One of the Brazilian scientists visiting the University of Washington joined us for the Christmas holidays.  We shared our family traditions of Christmas cookies and Christmas stockings full of goodies.  We started a new holiday tradition – setting out crab traps and catching fresh winter crab for Christmas Day.  We enjoyed her Brazilian tradition also – making a delicious chocolate confection called Brigadeiros.   Brigadeiros are small, bite-sized sweets, something between a candy and cookie.  They are easy to make with three ingredients, sweetened condensed milk, cocoa powder and butter.   The ingredients are cooked together until thick and then cooled prior to being shaped into small balls.  At that point the fun begins as each ball is decorated with something yummy: chocolate sprinkles; coconut; chopped pistachios; peppermint sugar or other tasty coating.  Once decorated the Brigadeiros are placed into individual fluted paper cups – and then of course the best – they are passed around and enjoyed!

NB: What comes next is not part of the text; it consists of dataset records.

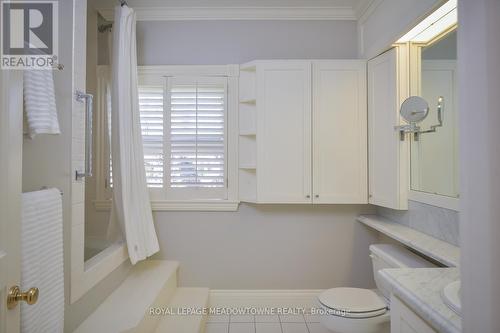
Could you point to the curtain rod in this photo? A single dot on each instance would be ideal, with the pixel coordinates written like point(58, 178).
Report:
point(109, 26)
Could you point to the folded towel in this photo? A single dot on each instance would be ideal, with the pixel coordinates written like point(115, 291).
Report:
point(40, 102)
point(42, 261)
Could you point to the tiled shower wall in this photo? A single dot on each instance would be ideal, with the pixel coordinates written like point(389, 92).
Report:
point(435, 221)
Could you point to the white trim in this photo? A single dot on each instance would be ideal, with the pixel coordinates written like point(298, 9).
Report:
point(305, 298)
point(201, 206)
point(190, 70)
point(364, 12)
point(169, 13)
point(435, 200)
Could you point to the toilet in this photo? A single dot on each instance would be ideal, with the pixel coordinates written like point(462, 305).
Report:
point(357, 310)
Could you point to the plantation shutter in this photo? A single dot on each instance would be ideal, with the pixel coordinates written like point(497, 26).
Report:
point(151, 115)
point(197, 138)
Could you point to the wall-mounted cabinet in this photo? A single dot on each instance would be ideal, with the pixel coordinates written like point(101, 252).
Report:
point(303, 132)
point(388, 155)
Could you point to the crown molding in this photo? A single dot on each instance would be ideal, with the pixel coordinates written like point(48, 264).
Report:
point(366, 9)
point(237, 13)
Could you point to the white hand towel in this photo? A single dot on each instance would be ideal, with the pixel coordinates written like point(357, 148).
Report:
point(42, 261)
point(40, 102)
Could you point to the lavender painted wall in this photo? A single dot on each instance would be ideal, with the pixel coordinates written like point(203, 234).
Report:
point(235, 42)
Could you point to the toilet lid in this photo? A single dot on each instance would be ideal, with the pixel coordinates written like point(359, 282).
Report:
point(353, 300)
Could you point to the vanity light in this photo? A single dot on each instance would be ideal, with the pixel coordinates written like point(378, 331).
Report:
point(440, 20)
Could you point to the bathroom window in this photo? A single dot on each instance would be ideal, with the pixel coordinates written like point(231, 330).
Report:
point(152, 115)
point(196, 138)
point(187, 135)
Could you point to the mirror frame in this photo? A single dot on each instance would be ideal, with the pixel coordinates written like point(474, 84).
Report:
point(415, 52)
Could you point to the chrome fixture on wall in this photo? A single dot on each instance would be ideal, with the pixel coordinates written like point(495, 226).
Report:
point(414, 110)
point(88, 99)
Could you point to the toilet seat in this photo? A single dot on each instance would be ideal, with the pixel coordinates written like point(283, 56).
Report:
point(352, 302)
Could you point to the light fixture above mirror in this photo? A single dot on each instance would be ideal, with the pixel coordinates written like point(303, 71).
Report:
point(433, 25)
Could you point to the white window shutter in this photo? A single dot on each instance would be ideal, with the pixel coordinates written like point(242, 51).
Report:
point(197, 138)
point(151, 114)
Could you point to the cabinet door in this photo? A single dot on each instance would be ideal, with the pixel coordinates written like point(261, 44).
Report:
point(339, 132)
point(404, 320)
point(284, 132)
point(387, 155)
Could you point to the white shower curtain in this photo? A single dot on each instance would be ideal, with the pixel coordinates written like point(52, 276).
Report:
point(131, 209)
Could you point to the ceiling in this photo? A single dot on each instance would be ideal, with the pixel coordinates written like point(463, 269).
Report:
point(239, 9)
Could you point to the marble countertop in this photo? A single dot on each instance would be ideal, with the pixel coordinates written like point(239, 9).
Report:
point(441, 251)
point(420, 288)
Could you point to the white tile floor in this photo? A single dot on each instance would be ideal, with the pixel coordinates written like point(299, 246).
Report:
point(265, 324)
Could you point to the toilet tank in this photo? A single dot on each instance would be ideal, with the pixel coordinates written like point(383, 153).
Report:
point(393, 256)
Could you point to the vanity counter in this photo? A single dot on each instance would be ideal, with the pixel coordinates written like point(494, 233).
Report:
point(441, 251)
point(420, 289)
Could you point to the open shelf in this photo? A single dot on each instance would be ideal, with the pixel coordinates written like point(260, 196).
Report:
point(248, 167)
point(251, 101)
point(248, 133)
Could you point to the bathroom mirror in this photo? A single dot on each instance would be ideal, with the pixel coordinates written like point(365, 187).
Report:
point(434, 151)
point(414, 109)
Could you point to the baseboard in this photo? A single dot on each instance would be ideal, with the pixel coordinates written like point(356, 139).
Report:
point(305, 298)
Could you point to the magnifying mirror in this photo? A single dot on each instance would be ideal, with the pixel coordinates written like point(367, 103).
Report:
point(414, 109)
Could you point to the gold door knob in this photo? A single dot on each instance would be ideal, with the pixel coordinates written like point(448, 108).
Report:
point(15, 295)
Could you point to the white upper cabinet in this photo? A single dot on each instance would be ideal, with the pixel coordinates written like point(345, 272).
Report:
point(284, 131)
point(387, 155)
point(339, 132)
point(294, 149)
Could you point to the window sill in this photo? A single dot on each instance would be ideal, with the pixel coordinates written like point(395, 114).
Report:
point(200, 206)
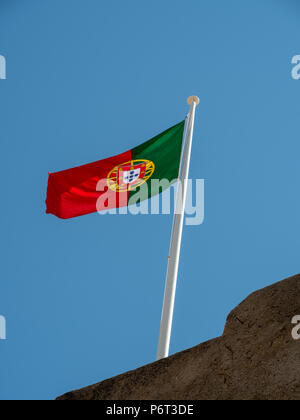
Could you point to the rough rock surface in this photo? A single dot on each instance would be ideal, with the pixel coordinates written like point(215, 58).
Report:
point(255, 359)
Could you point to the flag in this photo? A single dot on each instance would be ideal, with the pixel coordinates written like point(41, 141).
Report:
point(110, 183)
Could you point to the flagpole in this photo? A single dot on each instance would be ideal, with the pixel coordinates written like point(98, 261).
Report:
point(175, 246)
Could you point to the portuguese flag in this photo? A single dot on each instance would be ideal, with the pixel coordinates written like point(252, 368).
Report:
point(110, 183)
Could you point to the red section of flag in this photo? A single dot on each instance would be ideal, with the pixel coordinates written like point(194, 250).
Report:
point(76, 192)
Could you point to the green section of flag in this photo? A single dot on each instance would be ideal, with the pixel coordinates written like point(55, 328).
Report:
point(164, 151)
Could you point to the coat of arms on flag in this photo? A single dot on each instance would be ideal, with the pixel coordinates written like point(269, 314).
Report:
point(130, 175)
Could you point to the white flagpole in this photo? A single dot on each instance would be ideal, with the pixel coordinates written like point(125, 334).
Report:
point(172, 274)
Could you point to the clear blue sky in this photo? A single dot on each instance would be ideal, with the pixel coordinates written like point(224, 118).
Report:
point(87, 79)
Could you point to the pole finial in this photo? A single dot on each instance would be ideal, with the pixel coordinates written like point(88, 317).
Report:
point(192, 99)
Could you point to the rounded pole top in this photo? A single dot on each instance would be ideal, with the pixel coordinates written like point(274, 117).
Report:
point(192, 99)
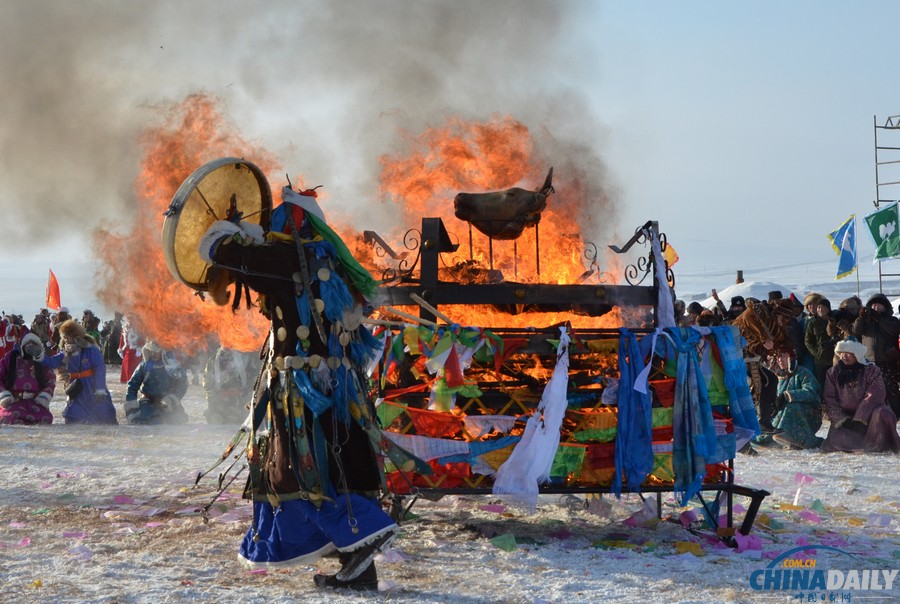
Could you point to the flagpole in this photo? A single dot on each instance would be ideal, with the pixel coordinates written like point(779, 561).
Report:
point(855, 255)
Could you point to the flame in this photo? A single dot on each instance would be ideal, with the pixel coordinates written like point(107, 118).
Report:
point(134, 277)
point(494, 155)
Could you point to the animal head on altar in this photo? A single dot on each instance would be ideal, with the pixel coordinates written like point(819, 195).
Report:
point(504, 214)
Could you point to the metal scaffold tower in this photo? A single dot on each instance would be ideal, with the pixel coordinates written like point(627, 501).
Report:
point(887, 171)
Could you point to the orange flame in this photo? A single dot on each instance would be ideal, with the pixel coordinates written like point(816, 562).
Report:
point(134, 277)
point(489, 156)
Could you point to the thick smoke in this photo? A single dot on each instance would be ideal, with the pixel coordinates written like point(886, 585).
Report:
point(328, 87)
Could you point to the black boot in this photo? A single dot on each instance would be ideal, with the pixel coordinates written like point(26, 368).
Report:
point(367, 580)
point(357, 561)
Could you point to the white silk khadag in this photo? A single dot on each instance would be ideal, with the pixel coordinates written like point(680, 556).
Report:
point(530, 462)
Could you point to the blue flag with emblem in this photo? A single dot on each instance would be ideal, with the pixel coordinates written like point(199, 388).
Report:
point(884, 227)
point(843, 240)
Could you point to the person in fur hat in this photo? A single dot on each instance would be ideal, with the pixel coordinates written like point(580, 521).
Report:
point(156, 388)
point(799, 402)
point(55, 336)
point(314, 444)
point(879, 330)
point(80, 365)
point(26, 386)
point(861, 420)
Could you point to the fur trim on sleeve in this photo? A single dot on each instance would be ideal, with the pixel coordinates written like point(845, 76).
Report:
point(221, 229)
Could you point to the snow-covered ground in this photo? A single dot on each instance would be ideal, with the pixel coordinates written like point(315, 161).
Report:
point(109, 514)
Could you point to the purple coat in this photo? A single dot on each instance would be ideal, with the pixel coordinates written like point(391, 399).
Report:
point(31, 396)
point(860, 417)
point(93, 404)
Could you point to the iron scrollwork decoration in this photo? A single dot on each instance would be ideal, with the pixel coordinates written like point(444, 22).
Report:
point(592, 254)
point(636, 273)
point(404, 267)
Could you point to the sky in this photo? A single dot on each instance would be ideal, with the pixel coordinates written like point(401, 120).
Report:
point(744, 129)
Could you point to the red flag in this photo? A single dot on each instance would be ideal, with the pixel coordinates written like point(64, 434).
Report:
point(52, 292)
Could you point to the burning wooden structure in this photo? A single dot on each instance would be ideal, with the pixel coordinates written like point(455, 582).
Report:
point(459, 396)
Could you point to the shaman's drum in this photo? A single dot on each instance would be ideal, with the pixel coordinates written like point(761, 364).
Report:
point(223, 189)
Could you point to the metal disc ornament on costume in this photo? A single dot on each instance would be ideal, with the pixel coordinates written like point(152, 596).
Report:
point(218, 190)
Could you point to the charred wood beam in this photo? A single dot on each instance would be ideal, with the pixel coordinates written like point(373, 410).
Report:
point(545, 295)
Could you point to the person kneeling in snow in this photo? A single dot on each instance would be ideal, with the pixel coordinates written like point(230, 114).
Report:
point(861, 420)
point(26, 386)
point(228, 382)
point(161, 382)
point(81, 366)
point(799, 403)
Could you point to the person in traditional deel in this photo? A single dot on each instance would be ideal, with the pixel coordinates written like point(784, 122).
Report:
point(861, 420)
point(879, 330)
point(26, 386)
point(110, 336)
point(130, 350)
point(315, 476)
point(799, 404)
point(228, 382)
point(80, 366)
point(156, 388)
point(62, 316)
point(40, 327)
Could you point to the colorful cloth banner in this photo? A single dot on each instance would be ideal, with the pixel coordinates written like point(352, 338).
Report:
point(884, 227)
point(843, 240)
point(52, 292)
point(531, 461)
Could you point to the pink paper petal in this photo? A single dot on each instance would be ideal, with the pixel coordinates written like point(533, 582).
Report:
point(747, 542)
point(688, 517)
point(810, 515)
point(801, 478)
point(183, 511)
point(493, 507)
point(391, 556)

The Witt Winter garden at Washington Park Arboretum
2015 ends with many memories of beautiful places and visits with many extraordinary people.  In a few short weeks Jeff and I will fly to Brazil and re-unite with our life there.  I am excited to have the time in Brazil to finish a couple of big writing projects and hopefully begin some new projects.  I look forward to improving my Portuguese skills and continuing to exercise regularly.  After all, it will be summer in Brazil and we’ll be wearing shorts!!  The new year brings a new beginning and an opportunity to use time well.  I plan to do just that.  Spend time with friends and family.  I recommend it highly.  Happy New Year to everyone!